# 2 fresh finds~ Schwinn "Lemon Peeler" and Huffy "The Rail"



## Nickinator (Aug 17, 2012)

Picked these two up recently. The Lemon Peeler is a 1970 disc brake krate, and a decent resto project as most everything is there, The Rail is a major basket case. If anyone is interested shoot us a PM, will be posting for for shortly in the For Sale forum.

Thx!
Darcie

Lemon Peeler


----------



## Nickinator (Aug 17, 2012)

Huffy The Rail


----------



## azcottonpicker (Aug 17, 2012)

*Lemon Peeler*

Nice find you got there..It sure looks like a 1970 model with the bow pedals and shifter lever..But disc brake krates really didn't come out till late 71'-73'..Possibly the pedals could of been swapped at some point..What letters are under the head badge read?...









Nickinator said:


> Picked these two up recently. The Lemon Peeler is a 1970 disc brake krate, and a decent resto project as most everything is there, The Rail is a major basket case. If anyone is interested shoot us a PM, will be posting for for shortly in the For Sale forum.
> 
> Thx!
> Darcie
> ...


----------



## Nickinator (Aug 17, 2012)

azcottonpicker said:


> Nice find you got there..It sure looks like a 1970 model with the bow pedals..But disc brake krates really didn't come out till late 71'-73'..Possibly the pedals could of been swapped at some point..What letters are under the head badge read?...

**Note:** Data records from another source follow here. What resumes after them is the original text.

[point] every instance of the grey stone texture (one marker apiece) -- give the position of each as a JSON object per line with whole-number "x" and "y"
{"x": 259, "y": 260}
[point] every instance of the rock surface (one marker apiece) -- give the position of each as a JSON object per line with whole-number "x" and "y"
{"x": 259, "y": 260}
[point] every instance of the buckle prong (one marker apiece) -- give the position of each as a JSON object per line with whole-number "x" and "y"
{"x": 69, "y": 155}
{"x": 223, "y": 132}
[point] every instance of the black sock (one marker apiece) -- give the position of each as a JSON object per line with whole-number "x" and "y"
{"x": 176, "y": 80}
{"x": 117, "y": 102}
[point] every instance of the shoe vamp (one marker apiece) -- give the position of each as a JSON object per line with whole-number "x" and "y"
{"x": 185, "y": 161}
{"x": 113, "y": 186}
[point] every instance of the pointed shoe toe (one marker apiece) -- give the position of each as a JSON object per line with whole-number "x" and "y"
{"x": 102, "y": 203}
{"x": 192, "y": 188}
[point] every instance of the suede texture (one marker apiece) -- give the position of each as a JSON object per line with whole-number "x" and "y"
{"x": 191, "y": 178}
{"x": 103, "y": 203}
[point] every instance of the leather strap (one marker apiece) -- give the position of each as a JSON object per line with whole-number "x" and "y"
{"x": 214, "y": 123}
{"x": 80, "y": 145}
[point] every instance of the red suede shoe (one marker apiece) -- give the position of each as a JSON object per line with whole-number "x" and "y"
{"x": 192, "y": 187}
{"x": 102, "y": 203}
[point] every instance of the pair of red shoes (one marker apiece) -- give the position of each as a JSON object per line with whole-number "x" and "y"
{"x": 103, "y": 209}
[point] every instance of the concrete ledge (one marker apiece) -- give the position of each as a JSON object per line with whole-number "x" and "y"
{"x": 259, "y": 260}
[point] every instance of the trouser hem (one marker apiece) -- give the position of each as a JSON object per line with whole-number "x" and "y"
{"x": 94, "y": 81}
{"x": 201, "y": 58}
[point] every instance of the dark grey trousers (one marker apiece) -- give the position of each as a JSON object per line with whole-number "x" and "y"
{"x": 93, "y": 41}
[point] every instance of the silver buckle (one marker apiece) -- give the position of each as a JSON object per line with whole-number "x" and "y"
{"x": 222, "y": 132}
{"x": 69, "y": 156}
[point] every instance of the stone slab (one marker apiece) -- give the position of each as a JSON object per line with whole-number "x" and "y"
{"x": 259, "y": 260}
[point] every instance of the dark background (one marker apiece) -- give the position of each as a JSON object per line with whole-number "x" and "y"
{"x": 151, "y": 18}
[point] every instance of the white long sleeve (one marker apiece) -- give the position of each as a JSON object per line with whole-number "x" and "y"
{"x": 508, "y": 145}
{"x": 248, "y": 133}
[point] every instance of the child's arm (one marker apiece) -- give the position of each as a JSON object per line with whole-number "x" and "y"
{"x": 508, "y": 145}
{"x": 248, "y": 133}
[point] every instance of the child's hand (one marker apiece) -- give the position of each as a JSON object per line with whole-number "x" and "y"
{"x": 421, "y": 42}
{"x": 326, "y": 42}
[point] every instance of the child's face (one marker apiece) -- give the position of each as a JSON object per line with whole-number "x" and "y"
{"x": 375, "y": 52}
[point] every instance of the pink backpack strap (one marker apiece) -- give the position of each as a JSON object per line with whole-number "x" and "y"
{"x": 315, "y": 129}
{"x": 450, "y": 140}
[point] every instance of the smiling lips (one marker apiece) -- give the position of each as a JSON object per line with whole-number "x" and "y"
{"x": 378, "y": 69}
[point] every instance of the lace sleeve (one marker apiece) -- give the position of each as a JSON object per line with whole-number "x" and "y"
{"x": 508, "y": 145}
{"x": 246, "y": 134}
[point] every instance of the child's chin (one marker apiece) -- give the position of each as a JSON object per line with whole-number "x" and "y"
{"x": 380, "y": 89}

I dont know off the top of my head what they are but it was dated to October 1970.


----------



## azcottonpicker (Aug 17, 2012)

*Lemon Peeler*

I see..The earliest disc brake krate i seen at a swapmeet/show was a {LG} November 1971 model..I have {DJ} April 1973 Apple Krate model..I know in 1970 the serial letters and numbers went from the back rear stay to the botton headtube somewhere in the first quarter...But never the less you have a real collector model...


----------



## Stingman (Aug 19, 2012)

Cool finds! That Lemon Peeler would be a fun project to restore! Wish I the money for it!


----------



## sasafras (Sep 21, 2012)

what $ for the rail?


----------